Sumatra experienced the highest share of deforestation of all major Indonesian regions, despite being smaller than Kalimantan. Photo by Rhett A. Butler.

An oil palm plantation abuts forest in Jambi, Sumatra. Photo by Rhett A. Butler.

A major outcome of such widespread deforestation in Indonesia has been social conflict. In 2010, for instance, Ahmad Adam, a farmer from Senyerang, was reportedly shot to death by the police. Adam was part of a rally protesting APP’s seizure of their land. In 2011 alone, more than 600 land conflict incidents were recorded in Indonesia, with 22 deaths and hundreds of injuries, according to media reports.

“While we welcomed the adoption of APP’s ‘Forest Conservation Policy’ last year, we judge the company by what we observe on the ground, not by what it says on paper,” Oktavian said in a statement. “Our field investigation revealed serious social problems and violations of policy commitments by APP’s subsidiary, WKS. These companies need to do much more to rectify past malpractices before we can say they are ‘sustainable.’”

Ahmad Adam Street, in Senyerang village, named after the community member reportedly killed by police at a protest against WKS on 8 November, 2010.

In response, Aida Greenbury, Managing Director of APP, told Mongabay that “social conflict resolution is [being] implemented in established areas.”

She added that the Senyerang case has now been “resolved after years of engagement with the community, NGOs and government”, pointing to reports issued by CIFOR and the Institute for Policy Analysis of Conflict in Jakarta. The social report was submitted to the Rainforest Alliance as part of its evaluation of APP’s compliance with its sustainability policy.

Greenbury also said the company is implementing FPIC for new projects.
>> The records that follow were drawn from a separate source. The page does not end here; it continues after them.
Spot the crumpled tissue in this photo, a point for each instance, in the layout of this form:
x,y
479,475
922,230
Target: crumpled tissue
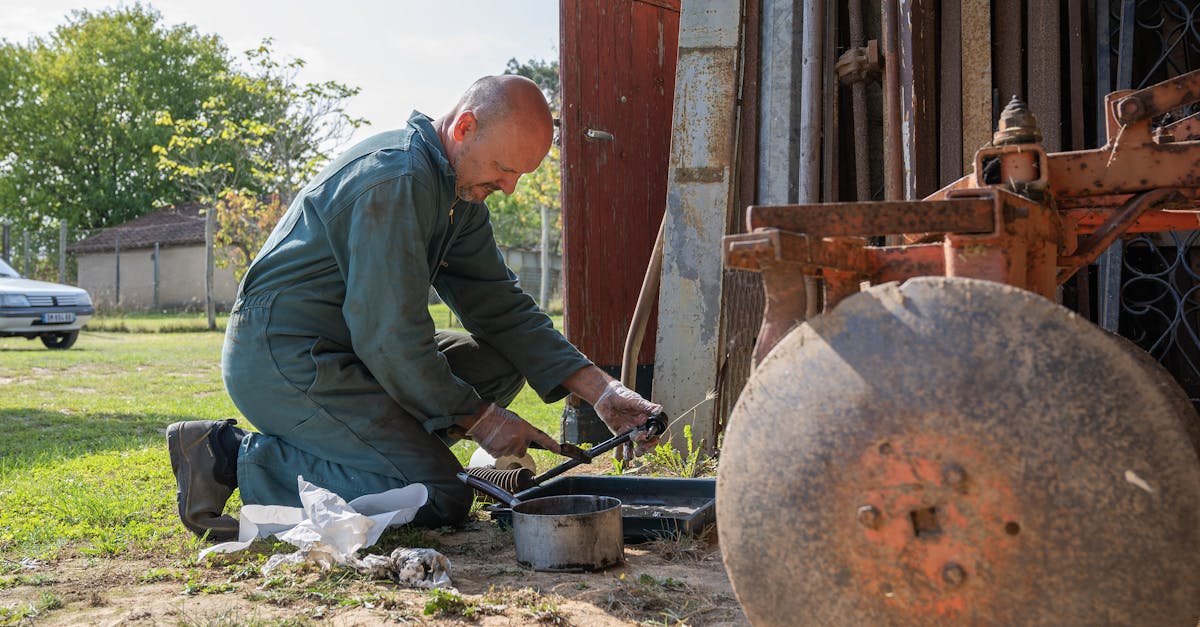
x,y
329,531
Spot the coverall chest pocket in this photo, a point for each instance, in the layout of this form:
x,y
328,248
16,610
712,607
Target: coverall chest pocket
x,y
339,370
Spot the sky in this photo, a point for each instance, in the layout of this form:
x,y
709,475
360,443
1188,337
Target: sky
x,y
403,54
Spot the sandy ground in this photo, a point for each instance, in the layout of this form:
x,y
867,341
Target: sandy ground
x,y
661,583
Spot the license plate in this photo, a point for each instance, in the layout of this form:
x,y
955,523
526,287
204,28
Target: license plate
x,y
57,318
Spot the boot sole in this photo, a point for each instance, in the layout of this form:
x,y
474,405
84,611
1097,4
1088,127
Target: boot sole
x,y
175,448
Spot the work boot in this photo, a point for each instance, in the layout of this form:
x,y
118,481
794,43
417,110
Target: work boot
x,y
204,459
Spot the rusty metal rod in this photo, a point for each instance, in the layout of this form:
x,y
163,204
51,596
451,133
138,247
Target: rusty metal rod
x,y
894,218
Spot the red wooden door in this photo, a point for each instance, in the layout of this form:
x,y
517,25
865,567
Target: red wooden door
x,y
618,65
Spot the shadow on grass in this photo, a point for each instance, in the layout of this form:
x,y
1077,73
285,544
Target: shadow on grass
x,y
34,434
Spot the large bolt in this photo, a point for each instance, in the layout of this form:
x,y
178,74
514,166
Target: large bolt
x,y
869,517
953,574
955,477
1128,108
1017,125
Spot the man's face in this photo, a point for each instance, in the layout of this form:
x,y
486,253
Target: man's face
x,y
495,161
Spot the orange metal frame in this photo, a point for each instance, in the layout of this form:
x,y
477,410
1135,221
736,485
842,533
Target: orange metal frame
x,y
1024,218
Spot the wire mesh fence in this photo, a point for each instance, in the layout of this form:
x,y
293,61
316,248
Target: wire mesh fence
x,y
159,264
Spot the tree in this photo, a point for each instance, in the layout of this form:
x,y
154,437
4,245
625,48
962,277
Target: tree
x,y
77,120
250,150
262,137
532,216
517,218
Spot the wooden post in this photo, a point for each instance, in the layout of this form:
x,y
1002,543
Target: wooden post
x,y
63,252
210,220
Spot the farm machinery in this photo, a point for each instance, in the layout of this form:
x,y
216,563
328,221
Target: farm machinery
x,y
943,443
“We are focusing the implementation of FPIC on new developments such as our planned new mIll in OKI, South Sumatra, and other key works such as canal maintenance where the community has tenure rights,” she told “We believe we have been implementing FPIC according to the available best practice, involving NGOs or other organizations as mediators and facilitators. The FPIC process requires land tenure assessment and participatory mapping exercises to be carried out. For OKI, this has been done in partnership with TFT.”

However The Forest Trust said it is still looking into the report’s claims.
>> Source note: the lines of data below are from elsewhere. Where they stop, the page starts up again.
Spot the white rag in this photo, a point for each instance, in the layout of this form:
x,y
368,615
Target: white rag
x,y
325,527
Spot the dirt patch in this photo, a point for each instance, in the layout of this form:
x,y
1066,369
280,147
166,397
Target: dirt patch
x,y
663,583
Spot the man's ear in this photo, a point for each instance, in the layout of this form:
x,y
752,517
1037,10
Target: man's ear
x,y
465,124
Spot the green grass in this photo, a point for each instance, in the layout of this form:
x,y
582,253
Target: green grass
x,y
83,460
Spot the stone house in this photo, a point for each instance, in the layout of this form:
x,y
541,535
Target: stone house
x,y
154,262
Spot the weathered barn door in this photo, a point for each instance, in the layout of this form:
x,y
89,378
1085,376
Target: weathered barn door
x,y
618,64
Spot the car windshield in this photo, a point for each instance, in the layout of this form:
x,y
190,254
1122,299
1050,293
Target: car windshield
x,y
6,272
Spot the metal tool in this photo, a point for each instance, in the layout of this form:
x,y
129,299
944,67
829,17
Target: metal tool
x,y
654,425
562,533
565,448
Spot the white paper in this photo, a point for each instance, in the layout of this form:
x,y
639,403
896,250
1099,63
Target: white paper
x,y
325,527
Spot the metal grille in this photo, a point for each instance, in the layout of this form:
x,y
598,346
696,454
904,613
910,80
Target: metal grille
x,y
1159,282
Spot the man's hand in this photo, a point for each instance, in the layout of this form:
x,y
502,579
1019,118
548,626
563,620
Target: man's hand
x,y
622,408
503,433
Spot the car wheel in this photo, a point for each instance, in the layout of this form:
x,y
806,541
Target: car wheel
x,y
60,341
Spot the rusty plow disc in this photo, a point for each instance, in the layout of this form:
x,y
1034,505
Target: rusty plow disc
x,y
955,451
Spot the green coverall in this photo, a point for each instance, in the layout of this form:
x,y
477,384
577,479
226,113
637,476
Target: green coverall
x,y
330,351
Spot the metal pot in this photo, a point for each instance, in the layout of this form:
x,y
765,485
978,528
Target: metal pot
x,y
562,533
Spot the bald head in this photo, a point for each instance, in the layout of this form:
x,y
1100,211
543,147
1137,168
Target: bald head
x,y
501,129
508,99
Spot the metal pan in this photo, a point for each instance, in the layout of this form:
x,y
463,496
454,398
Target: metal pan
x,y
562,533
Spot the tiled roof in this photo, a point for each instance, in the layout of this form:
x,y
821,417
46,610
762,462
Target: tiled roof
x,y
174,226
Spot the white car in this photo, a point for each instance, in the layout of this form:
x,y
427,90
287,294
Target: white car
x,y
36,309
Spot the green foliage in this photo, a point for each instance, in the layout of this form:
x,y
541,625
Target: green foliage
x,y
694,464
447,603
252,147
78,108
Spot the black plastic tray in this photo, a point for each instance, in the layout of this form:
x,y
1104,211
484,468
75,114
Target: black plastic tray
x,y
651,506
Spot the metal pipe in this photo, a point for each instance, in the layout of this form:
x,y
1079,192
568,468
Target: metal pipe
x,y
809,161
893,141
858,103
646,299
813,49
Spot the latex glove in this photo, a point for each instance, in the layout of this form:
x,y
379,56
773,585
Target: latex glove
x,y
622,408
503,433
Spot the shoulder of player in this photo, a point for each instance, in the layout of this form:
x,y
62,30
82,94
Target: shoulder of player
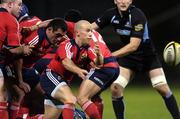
x,y
136,11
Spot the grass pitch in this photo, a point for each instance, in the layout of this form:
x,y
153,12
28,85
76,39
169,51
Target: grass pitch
x,y
141,103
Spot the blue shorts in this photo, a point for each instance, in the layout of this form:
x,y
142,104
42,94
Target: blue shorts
x,y
31,77
41,64
50,81
103,77
2,70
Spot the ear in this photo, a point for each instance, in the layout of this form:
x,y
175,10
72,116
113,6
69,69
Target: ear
x,y
10,4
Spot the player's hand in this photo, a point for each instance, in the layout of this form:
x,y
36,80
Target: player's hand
x,y
26,31
27,50
82,74
96,48
25,87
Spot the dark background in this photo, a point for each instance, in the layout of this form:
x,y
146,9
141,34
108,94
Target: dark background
x,y
163,16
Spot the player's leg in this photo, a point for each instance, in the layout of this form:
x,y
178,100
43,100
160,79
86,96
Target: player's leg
x,y
97,81
55,87
88,89
51,111
159,82
97,100
117,89
3,97
64,94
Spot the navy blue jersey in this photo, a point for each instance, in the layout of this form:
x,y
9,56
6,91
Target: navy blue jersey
x,y
131,23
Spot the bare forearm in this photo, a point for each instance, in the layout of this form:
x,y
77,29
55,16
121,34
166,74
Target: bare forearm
x,y
18,69
99,60
17,50
70,66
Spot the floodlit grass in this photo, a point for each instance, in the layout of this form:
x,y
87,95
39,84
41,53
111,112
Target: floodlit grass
x,y
141,103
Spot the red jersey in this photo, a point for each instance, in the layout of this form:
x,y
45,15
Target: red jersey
x,y
70,30
109,60
69,49
41,46
9,32
32,39
9,29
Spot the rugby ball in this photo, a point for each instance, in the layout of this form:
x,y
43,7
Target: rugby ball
x,y
171,53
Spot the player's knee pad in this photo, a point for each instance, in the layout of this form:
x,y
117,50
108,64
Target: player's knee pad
x,y
57,88
158,80
52,104
121,81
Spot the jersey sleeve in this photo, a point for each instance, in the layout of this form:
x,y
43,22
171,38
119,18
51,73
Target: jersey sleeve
x,y
13,33
91,54
138,24
64,50
105,19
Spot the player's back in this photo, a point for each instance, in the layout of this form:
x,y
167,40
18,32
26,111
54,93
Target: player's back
x,y
32,37
8,27
96,37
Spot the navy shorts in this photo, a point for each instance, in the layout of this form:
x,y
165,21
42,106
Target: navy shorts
x,y
31,77
41,64
103,77
140,63
49,80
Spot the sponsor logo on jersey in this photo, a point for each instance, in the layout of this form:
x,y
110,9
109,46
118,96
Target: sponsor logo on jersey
x,y
138,27
116,21
128,24
98,80
123,32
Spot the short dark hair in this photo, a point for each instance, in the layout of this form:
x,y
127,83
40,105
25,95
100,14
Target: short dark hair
x,y
57,23
73,15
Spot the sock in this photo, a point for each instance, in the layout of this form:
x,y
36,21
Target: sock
x,y
3,110
14,108
68,111
23,112
171,105
99,103
91,110
38,116
118,106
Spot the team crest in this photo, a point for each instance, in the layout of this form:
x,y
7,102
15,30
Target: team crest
x,y
138,27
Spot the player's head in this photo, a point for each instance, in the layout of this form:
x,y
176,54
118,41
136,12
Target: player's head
x,y
12,6
24,12
83,32
73,15
56,29
123,5
78,114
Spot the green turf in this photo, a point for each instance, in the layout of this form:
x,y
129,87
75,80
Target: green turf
x,y
141,103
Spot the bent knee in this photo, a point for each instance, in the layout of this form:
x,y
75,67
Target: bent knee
x,y
116,90
163,89
81,100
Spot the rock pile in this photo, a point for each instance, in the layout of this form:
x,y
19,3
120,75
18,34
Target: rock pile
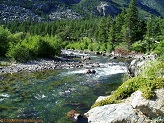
x,y
134,109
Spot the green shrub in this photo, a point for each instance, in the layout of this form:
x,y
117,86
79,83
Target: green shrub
x,y
146,85
4,42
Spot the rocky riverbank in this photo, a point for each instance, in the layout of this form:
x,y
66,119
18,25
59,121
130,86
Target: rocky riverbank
x,y
134,108
67,60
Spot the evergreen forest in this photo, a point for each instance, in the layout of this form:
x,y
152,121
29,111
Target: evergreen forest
x,y
126,31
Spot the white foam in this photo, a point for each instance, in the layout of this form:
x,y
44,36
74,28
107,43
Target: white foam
x,y
4,95
103,70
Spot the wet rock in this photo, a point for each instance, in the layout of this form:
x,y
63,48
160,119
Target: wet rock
x,y
73,115
76,117
89,71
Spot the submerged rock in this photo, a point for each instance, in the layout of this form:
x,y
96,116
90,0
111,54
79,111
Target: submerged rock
x,y
89,71
76,117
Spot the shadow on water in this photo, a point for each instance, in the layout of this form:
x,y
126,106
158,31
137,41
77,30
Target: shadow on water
x,y
82,119
49,95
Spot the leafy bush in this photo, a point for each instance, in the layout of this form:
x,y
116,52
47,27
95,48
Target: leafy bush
x,y
4,42
159,49
146,85
139,46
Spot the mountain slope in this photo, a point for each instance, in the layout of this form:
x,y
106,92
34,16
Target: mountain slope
x,y
72,9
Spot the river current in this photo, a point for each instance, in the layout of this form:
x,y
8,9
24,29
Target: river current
x,y
49,95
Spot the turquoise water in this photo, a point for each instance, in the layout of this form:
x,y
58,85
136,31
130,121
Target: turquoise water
x,y
49,95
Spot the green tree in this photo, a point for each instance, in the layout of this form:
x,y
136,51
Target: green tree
x,y
132,23
4,42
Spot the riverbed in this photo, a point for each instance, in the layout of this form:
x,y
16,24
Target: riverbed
x,y
49,94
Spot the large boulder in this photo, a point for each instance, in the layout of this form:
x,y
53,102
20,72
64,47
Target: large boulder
x,y
114,113
139,63
133,109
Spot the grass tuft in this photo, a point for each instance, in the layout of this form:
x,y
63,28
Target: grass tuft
x,y
151,78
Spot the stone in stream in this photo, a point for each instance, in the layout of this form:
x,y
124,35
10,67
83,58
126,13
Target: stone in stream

“Unfortunately we do need more time,” Scott Poynton, Founder of The Forest Trust, told “We are currently in the process of finding out whether or not the report really was an accurate reflection of the community’s views. In order to do so we need to speak to our people on the ground in Indonesia, who are best placed to answer those questions; you’ll appreciate that this takes a little time to do so.”

Conflict resolution is not impossible, according to Anderson. But for this to happen, the communities need to be informed about APP’s policy commitments in detail and how the company intends to implement them, he said.

“After being informed and understanding APP’s policy commitments, a community could then decide if it wants to negotiate with APP,” Anderson said. He added that if a community does elect to negotiate, it must also decide “which of its members will represent the community in the negotiations, which community institutions will be involved, how the community representatives will report back to the village; how the village as a whole will make a decision on any offer made by APP, and then agree on a Terms of Reference and Schedule for Negotiations, including the object of negotiations (community lands, any existing impacts of the company on those lands), the subject of the negotiations (the community, as represented by their chosen representatives, and the company), and the form of negotiations.”

Editor’s note: at the time of press had not heard back from APP on the matter. However shortly thereafter Mongabay received comments from Aida Greenbury, APP’s managing director of sustainability. These were incorporated into the story shortly thereafter.